The teams changed benches and sides of the court, with the Catalans making a change that saw number 3 go to the bench. The change appeared to give the Catalans some momentum, though number 5 bobbled a ball or two she could have handled more easily as it almost resulted in a goal for the Canaries. And then it did, as the ball hit the bottom of her feet and went in. Following that, the Catalan side put number 5 on the other side, with number 4 doing a better job defending that corner as the Canaries did not correct by shooting for that side. The Canaries did a change, brining in number 5 for number 2. Following that, the Catalans put number 4 on the other side and the Canaries managed to score on her to make the score 7 – 1. The Canaries took another timeout and the Catalans moved number 4 to the other side. The Canaries made another change, taking number 3 out and putting number 4 in, and in the center position. Number 4 for the Canaries had problems with her sight blocking goggles during the match, which was stopped twice to deal with this. The game was then stopped to deal with the goggles of number 4 on the Canaries. Number 1 for the Canaries was given a penalty for disruption, with number 4 taking the shot for her side. She scored as number 1 lunged in totally the wrong direction. At this point, it looked like the Canary Islands team had lost the plot as one player was facing the wrong direction and could not find her lines when the Catalans were shooting. The Catalans took a time out, and following a few throws back and forth, number 2 for the Canaries scored to bring the score to 8 – 2 off a whole left by number 5. The Canaries then scored again by getting past number 4 for the Catalans. Number 4 for the Canaries, playing in the center, still had issues with her location on the floor, almost letting a goal sore as she was facing the wrong direction, and then followed up by tossing the ball out almost at the half court line. The game ended 9 – 2 in favor of the Canaries. The game on the other court between Valencia and Aragon finished 8 – 1 in favor of Aragon.

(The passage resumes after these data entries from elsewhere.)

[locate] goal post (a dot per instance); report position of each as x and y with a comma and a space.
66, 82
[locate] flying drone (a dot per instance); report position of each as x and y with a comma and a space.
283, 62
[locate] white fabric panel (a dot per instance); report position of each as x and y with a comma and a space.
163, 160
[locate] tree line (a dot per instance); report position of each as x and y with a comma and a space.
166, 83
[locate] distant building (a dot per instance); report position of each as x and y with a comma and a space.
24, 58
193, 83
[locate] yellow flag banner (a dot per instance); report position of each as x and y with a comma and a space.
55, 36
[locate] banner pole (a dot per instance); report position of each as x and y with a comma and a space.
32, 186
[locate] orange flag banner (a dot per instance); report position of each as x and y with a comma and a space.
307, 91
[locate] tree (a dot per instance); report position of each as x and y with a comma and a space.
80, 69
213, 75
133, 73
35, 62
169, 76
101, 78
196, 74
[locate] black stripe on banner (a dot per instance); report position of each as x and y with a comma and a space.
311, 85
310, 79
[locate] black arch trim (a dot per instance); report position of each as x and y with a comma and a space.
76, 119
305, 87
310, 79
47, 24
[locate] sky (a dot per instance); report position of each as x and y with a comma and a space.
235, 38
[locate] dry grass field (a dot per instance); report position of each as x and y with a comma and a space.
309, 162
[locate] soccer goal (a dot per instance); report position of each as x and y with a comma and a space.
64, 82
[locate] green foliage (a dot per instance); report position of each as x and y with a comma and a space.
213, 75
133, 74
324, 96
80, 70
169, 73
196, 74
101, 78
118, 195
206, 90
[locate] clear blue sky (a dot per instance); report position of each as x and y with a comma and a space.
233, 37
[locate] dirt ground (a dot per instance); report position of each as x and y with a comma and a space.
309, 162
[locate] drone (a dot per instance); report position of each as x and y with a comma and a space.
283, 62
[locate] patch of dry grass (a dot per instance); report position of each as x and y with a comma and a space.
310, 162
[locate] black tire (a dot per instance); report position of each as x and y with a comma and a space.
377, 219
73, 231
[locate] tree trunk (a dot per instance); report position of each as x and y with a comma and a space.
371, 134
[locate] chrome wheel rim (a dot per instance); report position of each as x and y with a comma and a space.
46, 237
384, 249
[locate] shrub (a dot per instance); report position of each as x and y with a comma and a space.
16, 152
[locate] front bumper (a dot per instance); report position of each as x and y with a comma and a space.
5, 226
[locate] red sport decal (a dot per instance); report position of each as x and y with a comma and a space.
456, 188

Despite the game being played in Spain, the comments from the referee were all in English: “Play.”, “Out.” and “Block Out.” Directions for people watching the game though were in Spanish. The competition’s first game was not very well attended, with most of the people there either support staff, officials or players. Given the high level of play on display in a few games, it is a bit disheartening though a few people did show up to later games.
The contest was an important one as it gave additional high level domestic experience to Spain’s women national team players. The team currently has ten players, all of whom were competing today. The national squad is still looking to qualify for the 2016 Summer Paralympics, and those ten will eventually be cut down to five ahead of the 2015 IBSA World Games in Seoul. The team plans to use as their qualifying path as going through the European Championships is much more difficult as there is much greater depth in Europe than there is in the Americas where there are only really three teams, and Africa which is still looking for a women’s team to be created.